The Centers for Medicare & Medicaid Services (CMS) today issued a proposed payment rule designed to assure that long-term care hospitals (LTCHs) continue to receive appropriate payment for services provided while giving them incentives to provide more efficient care to Medicare beneficiaries.  LTCHs are a type of acute care hospital that treats some of Medicare’s most severely ill or medically complex patients.  The new policies and payment rates would apply to services provided to individuals who are discharged from these hospitals on or after July 1, 2008.

“The proposals announced today will help make sure Medicare beneficiaries who need longer term inpatient care get high quality services appropriate to their medical conditions,” CMS Acting Administrator Kerry Weems said.  “The proposals seek increased incentives for efficient delivery of care, ensuring that beneficiaries and taxpayers get the best value for the Medicare dollar.”

The proposed rule would affect the nearly 400 LTCHs across the nation.  These hospitals are generally defined as inpatient hospitals where the average length of stay for Medicare patients is greater than 25 days.  These hospitals provide extended medical and rehabilitative care for patients with clinically complex conditions.  Treatment provided in these hospitals typically includes weaning patients from ventilators so they can breathe without this assistance, pain management, and rehabilitation.

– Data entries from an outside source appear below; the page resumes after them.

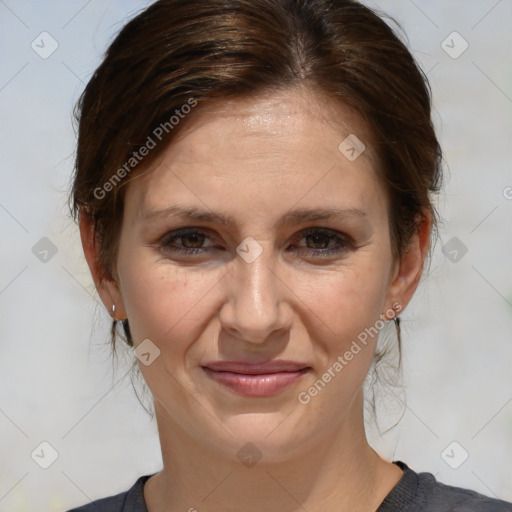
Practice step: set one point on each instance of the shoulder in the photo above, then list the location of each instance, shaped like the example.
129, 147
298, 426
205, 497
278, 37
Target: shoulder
131, 500
439, 497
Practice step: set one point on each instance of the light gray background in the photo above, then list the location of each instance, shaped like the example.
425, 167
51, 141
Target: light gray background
57, 382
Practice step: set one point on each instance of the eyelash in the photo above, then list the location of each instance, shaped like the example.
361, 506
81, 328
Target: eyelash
343, 242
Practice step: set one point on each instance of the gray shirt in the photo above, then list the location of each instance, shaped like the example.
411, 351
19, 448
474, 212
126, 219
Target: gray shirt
415, 492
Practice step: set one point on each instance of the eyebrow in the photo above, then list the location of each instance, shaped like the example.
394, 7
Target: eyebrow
292, 217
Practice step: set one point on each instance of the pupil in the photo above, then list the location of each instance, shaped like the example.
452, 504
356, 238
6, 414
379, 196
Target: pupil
317, 239
196, 239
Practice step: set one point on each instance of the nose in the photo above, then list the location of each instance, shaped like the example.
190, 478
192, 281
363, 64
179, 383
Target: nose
257, 304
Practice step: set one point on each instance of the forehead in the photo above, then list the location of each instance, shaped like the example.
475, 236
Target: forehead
278, 147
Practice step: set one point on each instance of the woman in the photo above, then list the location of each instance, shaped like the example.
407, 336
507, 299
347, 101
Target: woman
253, 184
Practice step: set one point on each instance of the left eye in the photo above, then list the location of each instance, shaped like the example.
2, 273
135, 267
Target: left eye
319, 242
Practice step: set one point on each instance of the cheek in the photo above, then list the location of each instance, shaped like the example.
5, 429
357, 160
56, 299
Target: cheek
164, 303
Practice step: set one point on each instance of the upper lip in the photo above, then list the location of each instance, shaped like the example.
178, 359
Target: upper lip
247, 368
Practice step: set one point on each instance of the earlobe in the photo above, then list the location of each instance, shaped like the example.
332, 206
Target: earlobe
410, 268
107, 287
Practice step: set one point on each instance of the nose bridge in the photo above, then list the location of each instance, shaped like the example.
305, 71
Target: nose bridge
254, 306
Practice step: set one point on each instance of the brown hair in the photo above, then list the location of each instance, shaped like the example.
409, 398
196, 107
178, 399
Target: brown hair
180, 53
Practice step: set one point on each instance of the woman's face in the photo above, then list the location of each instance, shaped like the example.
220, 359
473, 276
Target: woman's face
282, 262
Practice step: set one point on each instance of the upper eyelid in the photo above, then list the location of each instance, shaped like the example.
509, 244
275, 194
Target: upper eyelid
182, 232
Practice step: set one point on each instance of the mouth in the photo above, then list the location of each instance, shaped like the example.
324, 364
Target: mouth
250, 379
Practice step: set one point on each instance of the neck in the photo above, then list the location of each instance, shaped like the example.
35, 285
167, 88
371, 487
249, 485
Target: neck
340, 472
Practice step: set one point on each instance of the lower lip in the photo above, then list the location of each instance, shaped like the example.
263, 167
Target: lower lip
255, 385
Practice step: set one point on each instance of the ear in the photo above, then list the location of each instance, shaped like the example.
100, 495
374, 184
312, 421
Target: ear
107, 287
409, 269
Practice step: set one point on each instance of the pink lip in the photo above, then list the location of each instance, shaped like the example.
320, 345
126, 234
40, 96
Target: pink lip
255, 379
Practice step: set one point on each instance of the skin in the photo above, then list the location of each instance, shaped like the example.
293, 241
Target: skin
257, 159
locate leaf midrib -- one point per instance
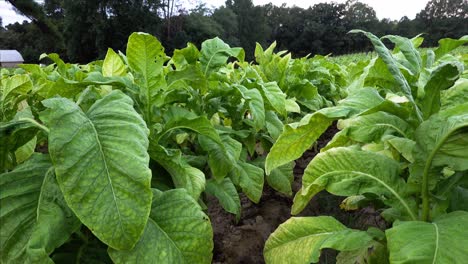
(103, 156)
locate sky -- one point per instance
(393, 9)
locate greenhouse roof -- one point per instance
(10, 56)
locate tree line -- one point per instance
(82, 30)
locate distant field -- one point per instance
(356, 57)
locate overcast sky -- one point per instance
(393, 9)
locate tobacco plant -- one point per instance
(402, 147)
(109, 161)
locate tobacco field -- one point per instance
(204, 157)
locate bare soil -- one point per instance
(243, 242)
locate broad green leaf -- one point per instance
(35, 218)
(441, 78)
(391, 63)
(404, 146)
(101, 161)
(200, 125)
(292, 106)
(13, 135)
(227, 195)
(12, 91)
(441, 141)
(24, 152)
(392, 66)
(113, 65)
(187, 55)
(457, 94)
(177, 232)
(296, 138)
(215, 53)
(256, 106)
(300, 240)
(405, 45)
(375, 253)
(442, 241)
(55, 221)
(250, 180)
(146, 58)
(275, 96)
(221, 157)
(346, 172)
(370, 128)
(273, 124)
(183, 175)
(281, 178)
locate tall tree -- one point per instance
(444, 18)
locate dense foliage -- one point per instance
(81, 31)
(118, 153)
(401, 148)
(111, 161)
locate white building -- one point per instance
(10, 58)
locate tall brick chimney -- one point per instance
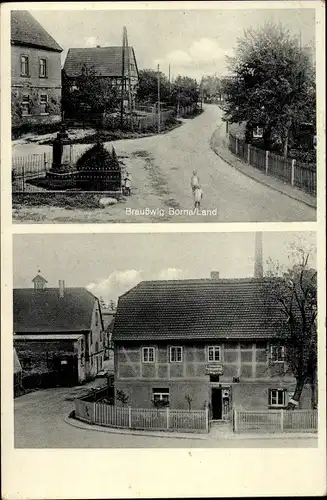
(61, 289)
(214, 275)
(258, 259)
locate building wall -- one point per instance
(42, 357)
(33, 85)
(249, 362)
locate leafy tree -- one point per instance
(295, 291)
(148, 86)
(211, 86)
(273, 84)
(90, 93)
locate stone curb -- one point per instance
(192, 436)
(261, 181)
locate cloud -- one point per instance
(120, 282)
(116, 284)
(91, 41)
(202, 57)
(171, 274)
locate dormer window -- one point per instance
(214, 353)
(277, 353)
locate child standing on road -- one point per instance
(128, 184)
(198, 193)
(195, 181)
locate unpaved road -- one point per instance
(40, 423)
(161, 168)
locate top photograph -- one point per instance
(138, 116)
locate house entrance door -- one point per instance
(216, 403)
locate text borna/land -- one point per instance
(161, 212)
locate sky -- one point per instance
(194, 42)
(110, 264)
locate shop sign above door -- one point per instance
(214, 369)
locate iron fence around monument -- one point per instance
(29, 174)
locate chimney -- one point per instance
(214, 275)
(61, 289)
(258, 261)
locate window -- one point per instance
(27, 363)
(42, 68)
(160, 395)
(214, 353)
(24, 69)
(148, 354)
(277, 397)
(277, 353)
(176, 354)
(44, 104)
(26, 105)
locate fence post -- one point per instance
(267, 161)
(293, 172)
(129, 417)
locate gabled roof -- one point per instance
(42, 311)
(26, 30)
(196, 310)
(106, 61)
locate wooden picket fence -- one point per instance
(276, 421)
(140, 418)
(294, 172)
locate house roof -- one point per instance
(196, 310)
(106, 61)
(42, 311)
(26, 30)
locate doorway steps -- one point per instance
(220, 428)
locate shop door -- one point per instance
(216, 404)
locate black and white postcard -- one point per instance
(163, 249)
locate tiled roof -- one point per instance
(26, 30)
(195, 310)
(41, 311)
(106, 61)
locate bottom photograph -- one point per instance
(175, 340)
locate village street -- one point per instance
(40, 423)
(161, 168)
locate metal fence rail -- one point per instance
(294, 172)
(276, 421)
(142, 418)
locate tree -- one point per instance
(211, 86)
(272, 85)
(148, 86)
(90, 93)
(295, 291)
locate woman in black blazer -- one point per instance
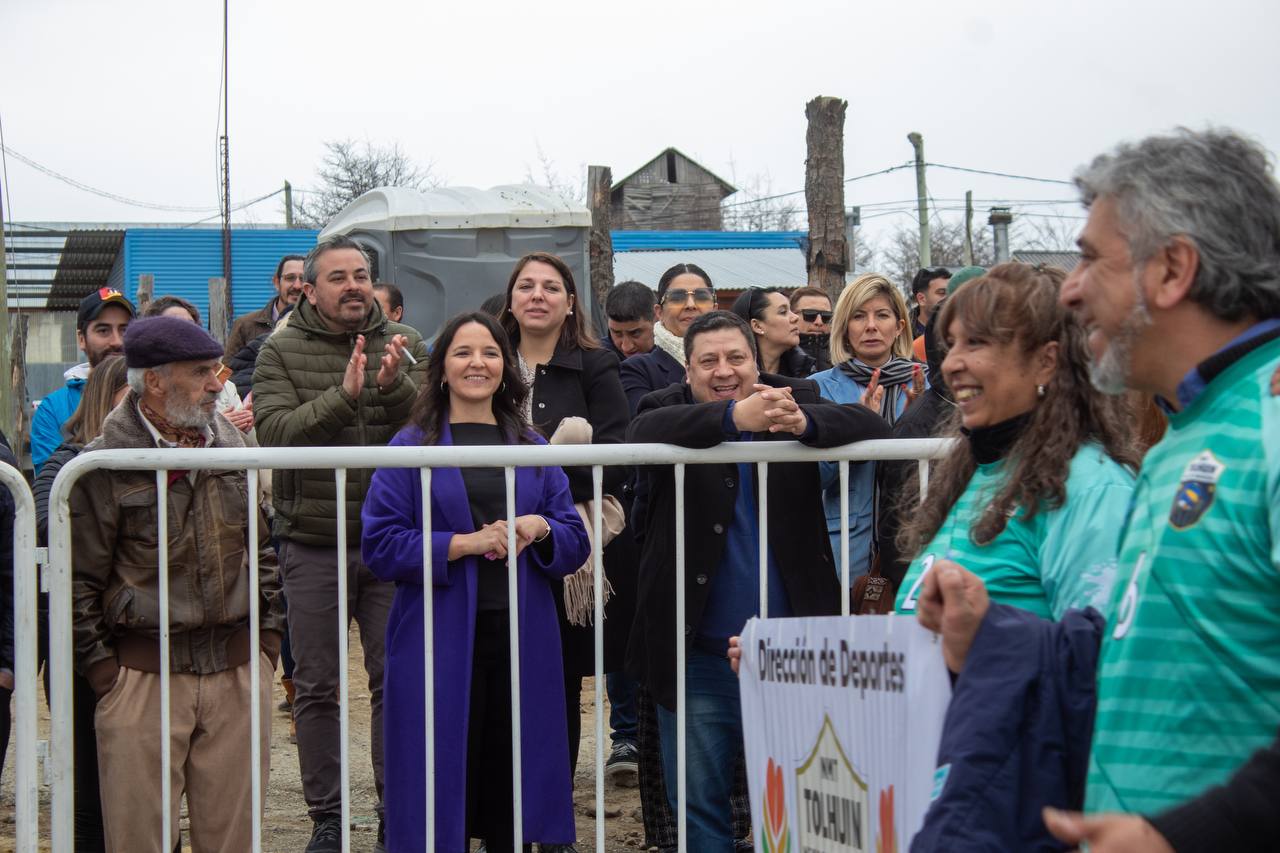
(572, 375)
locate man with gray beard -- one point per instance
(173, 368)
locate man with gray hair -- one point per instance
(314, 386)
(1179, 288)
(173, 378)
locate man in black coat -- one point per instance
(727, 398)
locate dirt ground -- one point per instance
(287, 828)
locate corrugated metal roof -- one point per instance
(728, 268)
(728, 187)
(630, 241)
(1063, 260)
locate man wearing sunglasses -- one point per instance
(928, 288)
(685, 292)
(813, 305)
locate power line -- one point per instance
(95, 191)
(1000, 174)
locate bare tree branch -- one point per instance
(351, 169)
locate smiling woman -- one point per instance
(474, 395)
(871, 346)
(1033, 495)
(571, 377)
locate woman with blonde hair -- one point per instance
(871, 349)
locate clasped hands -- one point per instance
(353, 379)
(769, 410)
(490, 539)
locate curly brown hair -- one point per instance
(575, 333)
(1018, 304)
(430, 409)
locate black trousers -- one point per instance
(489, 789)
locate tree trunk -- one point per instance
(218, 319)
(146, 290)
(18, 383)
(599, 185)
(824, 194)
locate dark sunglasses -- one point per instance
(679, 295)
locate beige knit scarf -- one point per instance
(670, 343)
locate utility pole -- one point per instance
(227, 185)
(922, 199)
(968, 227)
(1000, 219)
(599, 187)
(824, 194)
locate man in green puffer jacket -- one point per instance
(334, 377)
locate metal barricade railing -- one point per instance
(26, 656)
(339, 460)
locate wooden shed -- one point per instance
(671, 192)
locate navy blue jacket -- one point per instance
(649, 372)
(1016, 733)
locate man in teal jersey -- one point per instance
(1179, 286)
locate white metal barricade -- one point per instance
(59, 578)
(24, 634)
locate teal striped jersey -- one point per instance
(1189, 671)
(1055, 560)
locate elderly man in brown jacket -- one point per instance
(173, 375)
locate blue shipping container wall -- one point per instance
(184, 259)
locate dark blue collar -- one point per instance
(1197, 378)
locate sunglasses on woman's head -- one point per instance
(677, 295)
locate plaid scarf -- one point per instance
(181, 436)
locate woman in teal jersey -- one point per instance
(1036, 492)
(871, 346)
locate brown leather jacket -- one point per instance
(115, 553)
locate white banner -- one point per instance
(841, 720)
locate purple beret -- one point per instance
(154, 341)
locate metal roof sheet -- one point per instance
(1065, 260)
(728, 268)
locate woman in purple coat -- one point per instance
(474, 395)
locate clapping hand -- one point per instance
(917, 386)
(391, 360)
(952, 603)
(353, 379)
(874, 396)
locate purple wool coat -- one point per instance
(392, 548)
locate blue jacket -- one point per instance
(648, 372)
(840, 387)
(1016, 733)
(53, 411)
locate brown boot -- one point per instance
(287, 705)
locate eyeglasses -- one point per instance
(679, 295)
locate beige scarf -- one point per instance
(670, 343)
(580, 587)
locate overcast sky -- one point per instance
(124, 95)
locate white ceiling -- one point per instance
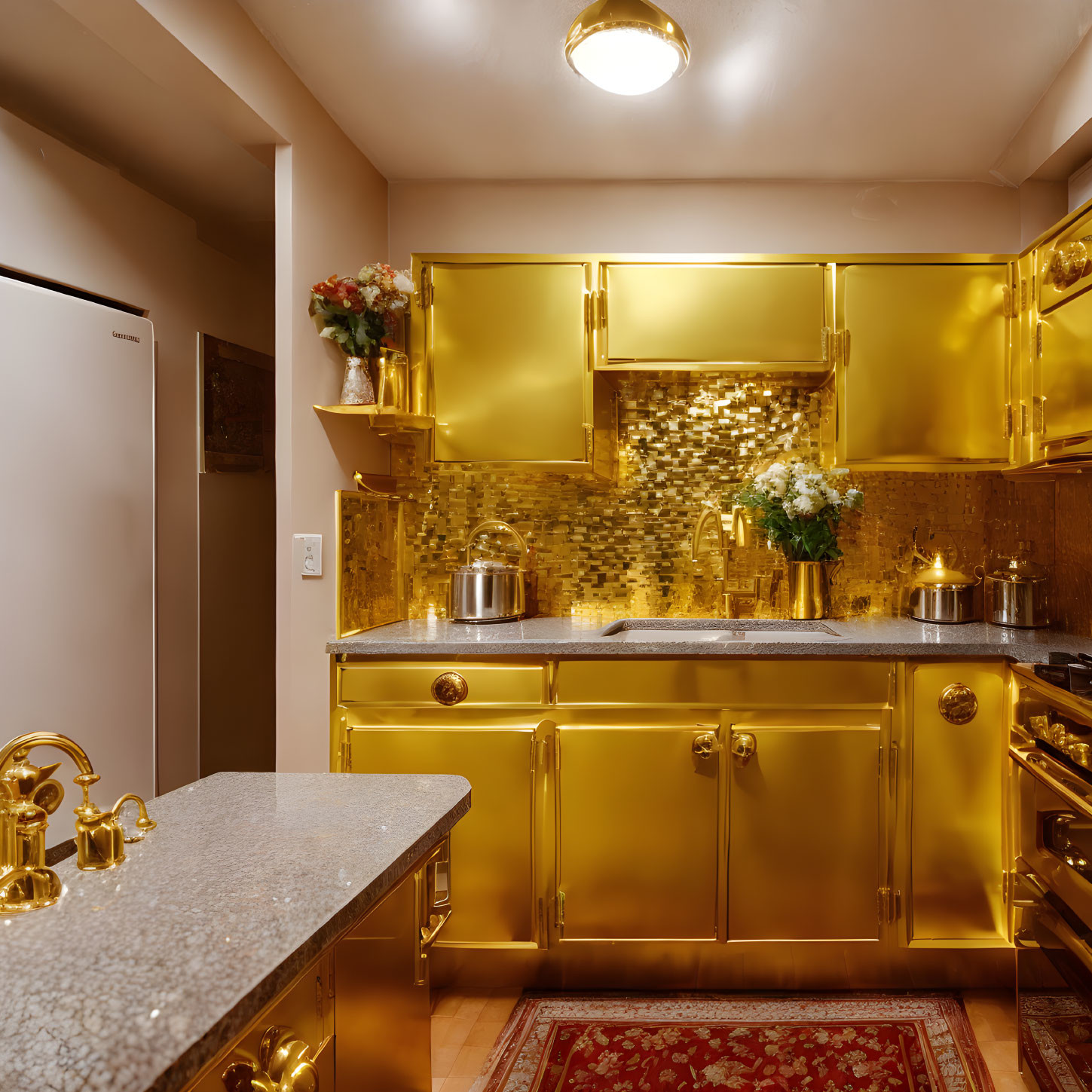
(775, 89)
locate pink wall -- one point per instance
(683, 216)
(71, 219)
(331, 216)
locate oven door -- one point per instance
(1053, 922)
(1054, 989)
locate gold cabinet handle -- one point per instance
(744, 746)
(705, 745)
(436, 922)
(284, 1065)
(958, 703)
(450, 688)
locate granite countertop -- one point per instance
(892, 638)
(140, 974)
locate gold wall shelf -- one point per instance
(384, 421)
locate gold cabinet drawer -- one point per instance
(439, 684)
(306, 1009)
(754, 684)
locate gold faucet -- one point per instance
(29, 797)
(739, 533)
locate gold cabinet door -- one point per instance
(958, 809)
(491, 865)
(1066, 369)
(925, 374)
(714, 314)
(510, 356)
(382, 1016)
(804, 834)
(637, 814)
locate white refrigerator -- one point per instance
(78, 537)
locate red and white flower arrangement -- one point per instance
(359, 313)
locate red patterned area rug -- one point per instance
(1056, 1036)
(671, 1043)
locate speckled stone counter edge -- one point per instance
(237, 1019)
(886, 638)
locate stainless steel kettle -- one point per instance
(487, 591)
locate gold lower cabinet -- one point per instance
(372, 985)
(382, 1004)
(958, 818)
(491, 846)
(291, 1044)
(805, 834)
(638, 821)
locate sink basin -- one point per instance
(714, 632)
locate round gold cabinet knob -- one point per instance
(450, 688)
(958, 703)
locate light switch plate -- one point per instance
(307, 555)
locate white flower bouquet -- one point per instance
(800, 507)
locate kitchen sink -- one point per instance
(715, 632)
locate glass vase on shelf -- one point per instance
(356, 386)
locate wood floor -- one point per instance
(466, 1022)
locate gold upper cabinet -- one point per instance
(1065, 372)
(1060, 413)
(923, 375)
(509, 347)
(668, 315)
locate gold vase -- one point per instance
(392, 380)
(809, 588)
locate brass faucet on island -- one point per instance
(29, 797)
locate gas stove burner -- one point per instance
(1069, 671)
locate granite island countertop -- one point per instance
(890, 638)
(141, 974)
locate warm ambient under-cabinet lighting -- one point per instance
(628, 47)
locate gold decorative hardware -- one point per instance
(834, 345)
(27, 797)
(739, 533)
(99, 840)
(958, 703)
(450, 688)
(425, 292)
(744, 745)
(284, 1065)
(433, 897)
(705, 745)
(1067, 263)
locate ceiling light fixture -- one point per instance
(628, 47)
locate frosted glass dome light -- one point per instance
(628, 47)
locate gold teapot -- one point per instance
(29, 795)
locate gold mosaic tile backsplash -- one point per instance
(614, 549)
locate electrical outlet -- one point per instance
(307, 555)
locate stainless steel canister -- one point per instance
(1017, 594)
(943, 603)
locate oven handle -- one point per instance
(1065, 933)
(1042, 768)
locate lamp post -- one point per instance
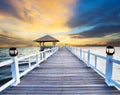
(13, 52)
(109, 65)
(110, 50)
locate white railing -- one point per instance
(102, 65)
(15, 65)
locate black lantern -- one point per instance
(110, 50)
(13, 51)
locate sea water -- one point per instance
(4, 55)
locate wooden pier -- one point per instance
(62, 74)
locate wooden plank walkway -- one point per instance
(62, 74)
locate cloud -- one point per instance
(100, 31)
(8, 10)
(11, 39)
(95, 12)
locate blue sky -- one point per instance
(96, 19)
(75, 22)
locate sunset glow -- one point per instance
(74, 22)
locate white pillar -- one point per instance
(109, 66)
(88, 61)
(15, 71)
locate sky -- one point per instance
(73, 22)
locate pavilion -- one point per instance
(46, 38)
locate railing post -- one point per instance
(29, 63)
(80, 54)
(37, 59)
(15, 71)
(88, 60)
(109, 66)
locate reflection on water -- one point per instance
(5, 71)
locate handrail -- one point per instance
(16, 75)
(109, 64)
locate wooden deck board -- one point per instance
(62, 74)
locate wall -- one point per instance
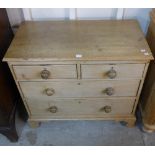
(16, 16)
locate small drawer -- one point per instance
(80, 89)
(45, 72)
(115, 71)
(78, 107)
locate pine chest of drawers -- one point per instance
(92, 70)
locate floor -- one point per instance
(83, 133)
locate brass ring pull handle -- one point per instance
(109, 91)
(45, 74)
(112, 73)
(53, 109)
(107, 109)
(49, 91)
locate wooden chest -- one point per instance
(79, 69)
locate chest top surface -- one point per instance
(79, 40)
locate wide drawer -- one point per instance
(89, 88)
(45, 72)
(74, 107)
(116, 71)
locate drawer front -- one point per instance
(112, 71)
(45, 72)
(80, 89)
(75, 107)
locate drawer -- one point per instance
(75, 107)
(45, 72)
(112, 71)
(80, 89)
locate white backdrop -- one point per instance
(16, 16)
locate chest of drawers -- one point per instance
(92, 70)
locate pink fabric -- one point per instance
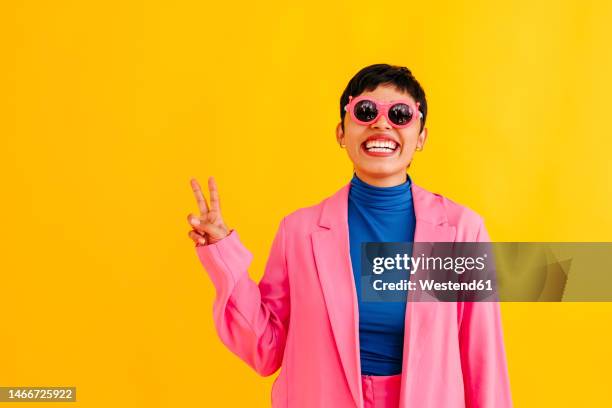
(302, 316)
(381, 391)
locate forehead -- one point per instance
(387, 93)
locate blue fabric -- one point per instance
(379, 214)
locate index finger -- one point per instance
(197, 192)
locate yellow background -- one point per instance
(112, 106)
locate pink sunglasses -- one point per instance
(400, 113)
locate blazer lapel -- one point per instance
(332, 256)
(431, 226)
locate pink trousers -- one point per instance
(381, 391)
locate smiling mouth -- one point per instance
(384, 147)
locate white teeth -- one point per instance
(388, 144)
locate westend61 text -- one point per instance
(431, 284)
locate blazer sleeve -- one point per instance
(251, 319)
(481, 343)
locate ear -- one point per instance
(339, 133)
(421, 139)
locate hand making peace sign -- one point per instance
(209, 227)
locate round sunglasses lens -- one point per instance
(400, 114)
(365, 110)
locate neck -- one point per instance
(382, 181)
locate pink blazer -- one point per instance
(302, 316)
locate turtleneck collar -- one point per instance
(383, 198)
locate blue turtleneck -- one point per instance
(379, 214)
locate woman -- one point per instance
(307, 316)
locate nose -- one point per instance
(381, 123)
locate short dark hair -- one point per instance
(371, 76)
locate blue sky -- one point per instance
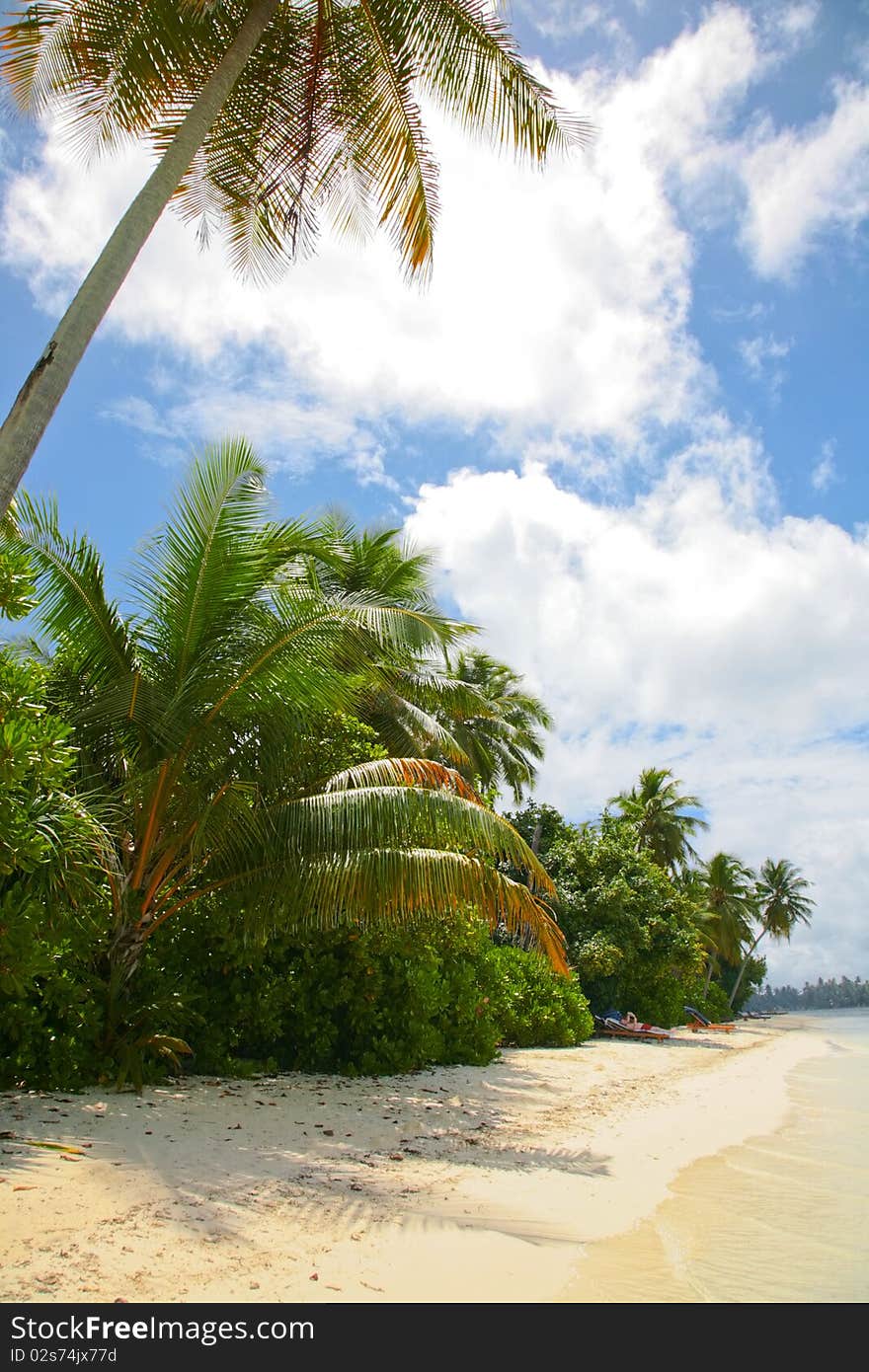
(628, 415)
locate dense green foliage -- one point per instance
(357, 1002)
(51, 873)
(534, 1007)
(335, 906)
(629, 928)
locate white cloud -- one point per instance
(565, 294)
(369, 468)
(684, 632)
(802, 184)
(824, 472)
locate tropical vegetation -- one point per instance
(247, 818)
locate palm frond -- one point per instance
(73, 604)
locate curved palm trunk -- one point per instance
(44, 389)
(736, 984)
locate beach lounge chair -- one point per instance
(614, 1027)
(696, 1021)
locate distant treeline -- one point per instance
(823, 995)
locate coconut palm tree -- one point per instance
(461, 708)
(725, 894)
(186, 717)
(780, 893)
(264, 114)
(658, 813)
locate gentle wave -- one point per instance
(780, 1219)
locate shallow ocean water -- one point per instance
(780, 1219)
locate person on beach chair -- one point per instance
(696, 1021)
(628, 1027)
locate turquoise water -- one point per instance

These hospitals have been paid under a prospective payment system (PPS) that provides a single payment to the hospital for the patient’s stay based on the patient’s diagnosis, since cost reporting periods beginning on or after October 1, 2002.  Currently, patients are categorized under the Medicare Severity Long-Term Care Diagnosis Related Groups (MS-LTC-DRGs).  The payment is calculated to reflect the average costs incurred by an LTCH in treating this type of patient, but does not include payment for services of physicians and nonphysician practitioners who bill Medicare separately.

CMS is proposing a standard Federal rate of $39,076.28 for the 2009 rate year.  This is based on a proposed update of 2.6 percent compared with the standard Federal rate for RY 2008, as revised to comply with provisions of the recently enacted Medicare, Medicaid, and SCHIP Extension Act of 2007(“Medicare Extension Act”).   The update represents a 3.5 percent increase in the hospital marketbasket (a measure of inflation in the costs of goods and services used in providing inpatient care), less a 0.9 percent adjustment to offset coding changes in RY 2006 that do not reflect real changes in the severity of the cases treated by these hospitals.

Aggregate LTCH PPS payments for RY 2009 are estimated at approximately $4.44 billion, based on the proposed changes presented in the proposed rule, an increase of approximately $124 million over estimated payments in RY 2008.

CMS is proposing to change the annual update schedule for the LTCH PPS payment rate and related policy changes which are currently effective beginning each July 1 to coincide with the annual update of the MS-LTC-DRG classifications and recalibration of the relative weights which are effective beginning each October 1.  This policy is being proposed in response to industry concerns and to help maximize CMS resources. In order for CMS to consolidate the annual update to payment rates and changes to the MS-LTC-DRGs so both are made on October 1, CMS is proposing to make the rates for RY 2009 effective for a 15-month period from July 1, 2008 through September 30, 2009.

In unusually costly cases, Medicare may pay an LTCH an additional amount, called an outlier payment, in addition to the federal prospective payment for the MS-LTC-DRG.   To be eligible for this payment, the LTCH’s estimated costs in treating the case must exceed the MS-LTC-DRG payment by the outlier fixed-loss amount.  For RY 2009, CMS is proposing to increase the fixed-loss amount for high cost outlier cases to $21,199 from $20,738.  As under current regulations, estimated aggregate high cost outlier case payments are limited to 8 percent of total estimated LTCH payments.

At the outset of the LTCH PPS, which was implemented for cost reporting periods beginning on or after October 1, 2002, CMS regulations specified that the agency would review payments under the LTCH PPS, and, if appropriate, propose a one‑time prospective adjustment to the LTCH PPS rates by October 1, 2006 (later changed to July 1, 2008).   The purpose of this adjustment was to ensure that the effect of any significant difference between the data used in the original budget neutrality calculations, and more recent data, would not be perpetuated in the LTCH PPS rates for future years.  CMS is not proposing to implement the one-time prospective adjustment to the Federal rate for RY 2009 because of changes made by the Medicare Extension Act.  However, the proposed rule presents a possible methodology for evaluating whether a one-time budget neutrality adjustment may be appropriate.

CMS will issue guidance on the implementation of additional provisions relating to LTCHs that were contained in the recently adopted Medicare Extension Act at a later time.

The proposed rule will be posted on the CMS Web site at:

Comments on the proposed rule are due by March 24, 2008, and a final rule will be issued later in the spring.